Accessibility - the art (and almost-standard) of making webpages accessible to the vision-impaired as well as others.
- Augmented Accessibility: Initial page is fully accessible, then it is augmented with javascript to make it more usable.
- Example: load all expandable sections fully expanded, and then run javascript onload that contracts them.
- Why this is good: in the event of no javascript, the page is still entirely visible. Also doesn’t require too much extra development. Generally the easiest of all options to implement—generally.
- Why this is bad: potential flicker. More javascript code required in the app. Javascript is notoriously difficult to debug.
- Gracefully Degraded Accessibility: Initial page is more usable, with accessibility fall backs when javascript is absent.
- Example: load the sections contracted. The javascript-based links to expand the sections have a backup URL, in the event of no javascript, that reloads the page from the server with the selected section (or all sections) expanded.
- Why this is good: the usable page loads guaranteed without any flicker, we only accommodate the javascript-disabled crowd in the rare extremity that they exist.
- Why this is bad: more development time.
- Informed Accessibility: Initial page is more usable, unless a server flag indicates accessibility-compliance, and then the page conforms primarily to accessibility demands and only secondly to usability concerns.

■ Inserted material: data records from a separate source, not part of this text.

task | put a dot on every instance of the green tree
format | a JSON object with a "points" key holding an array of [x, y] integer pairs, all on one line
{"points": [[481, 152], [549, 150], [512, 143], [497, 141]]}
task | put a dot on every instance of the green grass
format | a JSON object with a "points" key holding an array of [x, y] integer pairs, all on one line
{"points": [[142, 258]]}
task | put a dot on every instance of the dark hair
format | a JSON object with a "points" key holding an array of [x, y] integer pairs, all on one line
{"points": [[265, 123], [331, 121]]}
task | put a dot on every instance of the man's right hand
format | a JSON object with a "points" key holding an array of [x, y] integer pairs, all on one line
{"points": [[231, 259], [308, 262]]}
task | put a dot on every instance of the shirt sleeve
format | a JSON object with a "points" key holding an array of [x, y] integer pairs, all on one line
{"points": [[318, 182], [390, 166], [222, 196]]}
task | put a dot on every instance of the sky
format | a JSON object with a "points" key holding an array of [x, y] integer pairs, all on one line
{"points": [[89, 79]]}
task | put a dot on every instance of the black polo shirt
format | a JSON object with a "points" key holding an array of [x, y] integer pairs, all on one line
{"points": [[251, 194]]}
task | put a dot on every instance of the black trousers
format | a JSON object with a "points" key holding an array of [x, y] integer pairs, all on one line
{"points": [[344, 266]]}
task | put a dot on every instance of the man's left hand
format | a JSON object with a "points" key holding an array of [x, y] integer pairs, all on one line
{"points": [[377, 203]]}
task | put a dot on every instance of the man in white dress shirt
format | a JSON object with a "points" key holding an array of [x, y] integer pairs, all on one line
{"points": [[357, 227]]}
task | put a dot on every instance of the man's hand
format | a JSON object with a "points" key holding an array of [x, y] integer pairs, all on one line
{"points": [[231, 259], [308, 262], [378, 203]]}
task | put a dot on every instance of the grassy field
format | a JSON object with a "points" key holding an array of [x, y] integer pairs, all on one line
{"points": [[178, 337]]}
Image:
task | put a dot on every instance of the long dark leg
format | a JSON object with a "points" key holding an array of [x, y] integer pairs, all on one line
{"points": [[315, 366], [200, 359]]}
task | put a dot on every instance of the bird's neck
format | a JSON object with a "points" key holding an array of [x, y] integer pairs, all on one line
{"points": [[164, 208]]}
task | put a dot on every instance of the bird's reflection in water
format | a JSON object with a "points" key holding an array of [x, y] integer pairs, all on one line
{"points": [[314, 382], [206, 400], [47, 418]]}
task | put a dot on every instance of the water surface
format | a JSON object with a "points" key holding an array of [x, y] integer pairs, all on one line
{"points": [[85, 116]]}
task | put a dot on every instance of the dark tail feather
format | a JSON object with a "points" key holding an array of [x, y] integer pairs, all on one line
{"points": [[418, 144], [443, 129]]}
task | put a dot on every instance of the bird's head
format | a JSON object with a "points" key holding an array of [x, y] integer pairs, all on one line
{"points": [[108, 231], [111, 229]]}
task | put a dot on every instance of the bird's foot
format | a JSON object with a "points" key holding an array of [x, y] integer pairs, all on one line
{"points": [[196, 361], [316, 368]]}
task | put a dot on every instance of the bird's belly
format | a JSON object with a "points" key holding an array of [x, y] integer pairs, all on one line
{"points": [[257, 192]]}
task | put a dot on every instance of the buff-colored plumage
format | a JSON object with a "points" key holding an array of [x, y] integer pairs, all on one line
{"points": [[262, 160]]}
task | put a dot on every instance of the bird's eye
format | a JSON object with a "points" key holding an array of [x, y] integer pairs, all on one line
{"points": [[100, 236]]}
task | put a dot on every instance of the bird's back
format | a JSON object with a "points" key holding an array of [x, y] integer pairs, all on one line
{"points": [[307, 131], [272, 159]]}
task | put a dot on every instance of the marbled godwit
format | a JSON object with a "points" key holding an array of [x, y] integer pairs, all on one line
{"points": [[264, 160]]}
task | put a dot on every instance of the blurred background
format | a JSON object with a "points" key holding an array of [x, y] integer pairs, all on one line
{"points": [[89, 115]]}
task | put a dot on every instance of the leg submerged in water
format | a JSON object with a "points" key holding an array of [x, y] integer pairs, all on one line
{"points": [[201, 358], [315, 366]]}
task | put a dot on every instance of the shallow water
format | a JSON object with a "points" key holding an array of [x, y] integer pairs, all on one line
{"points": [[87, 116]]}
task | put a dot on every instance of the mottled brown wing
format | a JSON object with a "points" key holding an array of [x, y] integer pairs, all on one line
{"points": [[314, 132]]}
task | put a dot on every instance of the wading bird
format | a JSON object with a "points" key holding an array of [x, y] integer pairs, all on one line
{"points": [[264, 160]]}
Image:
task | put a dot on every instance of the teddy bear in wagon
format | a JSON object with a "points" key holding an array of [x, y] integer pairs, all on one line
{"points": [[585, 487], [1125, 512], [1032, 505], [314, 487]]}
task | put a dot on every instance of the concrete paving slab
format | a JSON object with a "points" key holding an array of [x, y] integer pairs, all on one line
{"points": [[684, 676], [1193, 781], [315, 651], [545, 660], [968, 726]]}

- Example: loads all sections contracted. If a flag on the server is set, then all the sections are loaded expanded.
- Why this is good: doesn’t require too much extra dev time, and every user gets what is suited to him/her.
- Why this is bad: there are all kinds of dilemmas about how/when one sets this flag. My personal favorite is a ‘Simplified HTML’ option on the site that allows people to specify they want something not so flashy, but with all the information/functionality. (ie. Something Accessible.)